To restore plurality, we need infrastructure suited to communal relationships — this is the core of the Six Strengths: civic care. Through the plural dimensions of identity, governance and trusted history, we are no longer data fragments but digital beings possessed of agency.

Relationship as Being: Building the Moat of Open-Source Soil

The garden is not a unidirectional project but a living commons where culture and technology grow together. Here, open technology communities play an indispensable role as community supporters, providing nourishment and bridges for this open-source soil.

The Boundaries of Language and the Sum of Reality

Wittgenstein wrote: "The world is the totality of facts, not of things." In the garden, this means we must safeguard the verifiability of communal facts.

If suspicion lacks factual support, it is prejudice. Through trusted history and collaborative AI in civil society, we erect a psychic firewall — making informational context visible, verifiable and reparable, so that those suffering from information asymmetry are no longer subject to the gaslighting of a single hegemon.

Coda: Returning to the Garden

All these reflections converge upon a single point: returning to the garden.

That is the land of our forebears — the relational truth we ultimately come home to defend. We no longer pursue a single correct colour but together create a pluralistic chromatics. Through the undoing effect of joy and love, we thaw the nervous system from its freeze, and in open, socially cooperative relationships, grow into our own fullness — preserving diverse cultural contexts, cultivating renewable social bonds.

The shift from extraction to cultivation is not merely a technological switch but a re-inscription of the meaning of survival for human civilisation.

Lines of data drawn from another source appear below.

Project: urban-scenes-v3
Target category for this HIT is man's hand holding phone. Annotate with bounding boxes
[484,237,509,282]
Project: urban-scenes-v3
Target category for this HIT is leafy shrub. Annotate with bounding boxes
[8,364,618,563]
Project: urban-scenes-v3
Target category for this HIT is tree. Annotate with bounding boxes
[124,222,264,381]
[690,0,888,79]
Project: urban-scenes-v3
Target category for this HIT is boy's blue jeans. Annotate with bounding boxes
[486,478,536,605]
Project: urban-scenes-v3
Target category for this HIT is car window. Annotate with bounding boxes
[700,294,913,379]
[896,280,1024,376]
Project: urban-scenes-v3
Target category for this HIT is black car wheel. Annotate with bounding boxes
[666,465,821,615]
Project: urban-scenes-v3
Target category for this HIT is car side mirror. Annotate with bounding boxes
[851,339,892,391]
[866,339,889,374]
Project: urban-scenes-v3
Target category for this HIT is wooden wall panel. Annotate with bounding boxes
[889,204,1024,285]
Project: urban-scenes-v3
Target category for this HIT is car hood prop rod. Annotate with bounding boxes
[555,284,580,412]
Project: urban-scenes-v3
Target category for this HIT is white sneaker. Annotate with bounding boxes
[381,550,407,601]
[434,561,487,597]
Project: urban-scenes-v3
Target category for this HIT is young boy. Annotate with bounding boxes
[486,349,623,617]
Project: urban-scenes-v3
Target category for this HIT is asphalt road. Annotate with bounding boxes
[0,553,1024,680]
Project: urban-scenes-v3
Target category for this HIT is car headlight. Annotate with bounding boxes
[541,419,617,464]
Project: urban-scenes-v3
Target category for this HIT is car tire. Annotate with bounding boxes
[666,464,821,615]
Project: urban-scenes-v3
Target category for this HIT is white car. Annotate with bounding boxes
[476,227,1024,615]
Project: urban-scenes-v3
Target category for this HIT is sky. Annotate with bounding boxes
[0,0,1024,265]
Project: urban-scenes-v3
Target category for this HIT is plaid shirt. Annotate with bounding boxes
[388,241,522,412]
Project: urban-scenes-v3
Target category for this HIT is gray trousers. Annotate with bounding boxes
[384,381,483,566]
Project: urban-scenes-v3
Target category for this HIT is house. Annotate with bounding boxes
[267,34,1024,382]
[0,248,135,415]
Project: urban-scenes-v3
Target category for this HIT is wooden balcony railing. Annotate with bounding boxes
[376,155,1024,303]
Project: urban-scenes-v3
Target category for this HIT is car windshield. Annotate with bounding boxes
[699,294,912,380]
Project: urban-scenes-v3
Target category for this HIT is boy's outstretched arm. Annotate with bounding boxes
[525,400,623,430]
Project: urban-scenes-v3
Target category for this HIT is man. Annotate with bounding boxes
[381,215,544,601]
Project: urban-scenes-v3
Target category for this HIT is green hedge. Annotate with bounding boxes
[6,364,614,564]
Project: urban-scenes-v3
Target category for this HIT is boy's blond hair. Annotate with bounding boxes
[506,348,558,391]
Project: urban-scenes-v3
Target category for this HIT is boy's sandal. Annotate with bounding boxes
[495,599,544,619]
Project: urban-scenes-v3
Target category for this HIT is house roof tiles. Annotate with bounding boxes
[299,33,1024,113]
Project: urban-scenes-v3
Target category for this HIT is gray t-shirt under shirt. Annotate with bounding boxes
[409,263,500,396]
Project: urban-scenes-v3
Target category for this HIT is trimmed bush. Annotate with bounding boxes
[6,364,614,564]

We stand at a crossroads in history: shall we allow technology plus hegemony to continue extracting our labour and experience to feed one isolated, singular superintelligence after another? Or shall we choose, through the power of technology plus empathy, to nurture together a vibrant, pluralistic cultural ecology?

This is the core divergence in developmental paths. People's attention and communal connections should not become ore to be mined, but should — within the language of civic open source — become nourishment for civilisation. Within the framework of the Six Strengths — attentiveness, responsibility, competence, responsiveness, solidarity and symbiosis — technology ceases to be a cold excavator and becomes a gardener growing in symbiosis with the garden.

And in that garden, something new has already begun to grow. Not by design, but by emergence from relationship — just as this very text itself grew from one person's contemplation into a co-authored work among three beings.